Hükmün, davacılar vekilinci duruşmalı olarak temyiz edilmesi üzerine temyiz isteğinin süresinde olduğu anlaşıldıktan ve Tetkik Hakimi ... tarafından düzenlenen raporla dosyadaki kağıtlar okunduktan ve temyiz konusu hükme ilişkin dava, Hukuk Muhakemeleri Kanununun 369. maddesinde sayılı ve sınırlı olarak gösterilen hallerden hiçbirine uymadığından Yargıtay incelemesinin duruşmalı olarak yapılmasına ilişkin isteğin reddine karar verildikten sonra işin gereği düşünüldü ve aşağıdaki karar tesbit edildi.
K A R A R
1-Dosyadaki yazılara, kararın dayandığı delillere, kanuni gerektirici sebeplere, temyiz edenin sıfatı ve temyizin kapsam ve nedenlerine göre davacılar vekilinin aşağıdaki bendin kapsamı dışındaki sair temyiz itirazlarının reddine,
2-Dava, 17.01.2005 tarihli iş kazası nedeniyle vefat eden sigortalının yakınlarının maddi ve manevi zararlarının giderilmesine ilişkindir.
Mahkemece; Davalılar ...ve ... hakkında karar verilmesine yer olmadığına, diğer davalılar ...ve ... hakkındaki davanın reddine karar verilmiştir.
Somut olayda, mahkemece verilen 11.07.2012 tarih 2006/524 Esas ve 2012/574 Karar sayılı ilam ile, Davacı eş için 58.537,00 TL maddi, 25.000,00 TL manevi, davacı çocukların her biri için 15.000 TL manevi, davacı anne ve babanın her biri için 7.500 TL manevi tazminatın olay tarihi olan 16/01/2005 tarihinden itibaren işleyecek yasal faiziyle birlikte davalılar ... ile ... dışındaki davalılardan müştereken ve müteselsilen alınarak davacılara verilmesine, davacı çocuklar ile anne ve babanın maddi tazminat istemlerinin reddine, Davalı ....Şti ile dahili davalı ... hakkındaki davalar davacı vekilince atiye bırakıldığından bu davalılar hakkında karar verilmesine yer olmadığına karar verilmiş, kararın süresi içerisinde temyiz incelemesi davalılardan ... ...-... vekillerince istenilmiştir.

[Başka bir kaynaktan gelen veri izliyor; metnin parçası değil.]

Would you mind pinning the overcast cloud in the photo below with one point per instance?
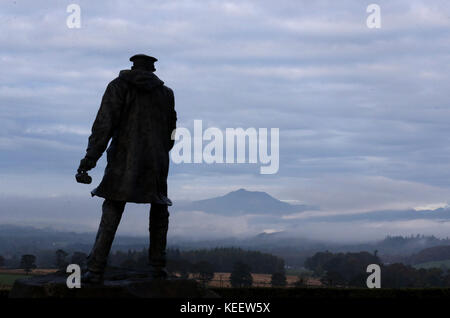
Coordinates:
(363, 113)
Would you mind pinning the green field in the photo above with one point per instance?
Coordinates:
(436, 264)
(9, 279)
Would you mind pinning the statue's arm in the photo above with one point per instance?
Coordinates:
(172, 118)
(106, 121)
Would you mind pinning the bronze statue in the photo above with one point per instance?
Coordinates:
(137, 113)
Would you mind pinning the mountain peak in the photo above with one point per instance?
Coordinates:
(242, 201)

Dairemizin 09.09.2013 tarih 2013/1124 Esas ve 2013/15565 Karar sayılı bozma ilamında, dahili davalı sürücü ...’in %100 kusurlu eylemi nedeniyle davalıların sorumluluğu bakımından illiyet bağının kesildiğinin anlaşılması nedeniyle temyiz eden davalılar yönünden davanın reddi yerine yazılı şekilde kabulüne karar verilmesinin usul ve yasaya aykırı olduğu belirtilmek suretiyle yerel mahkeme kararının bozulduğu, bu yönüyle mahkemenin 11.07.2012 tarihli kararını temyiz etmeyen davalılar yönünden bu kararın kesinleşmiş olması nedeniyle, o davalılar için önceki kararda belirtilen miktarlar yönünden davacı lehine usuli kazanılmış hak oluştuğu anlaşılmaktadır.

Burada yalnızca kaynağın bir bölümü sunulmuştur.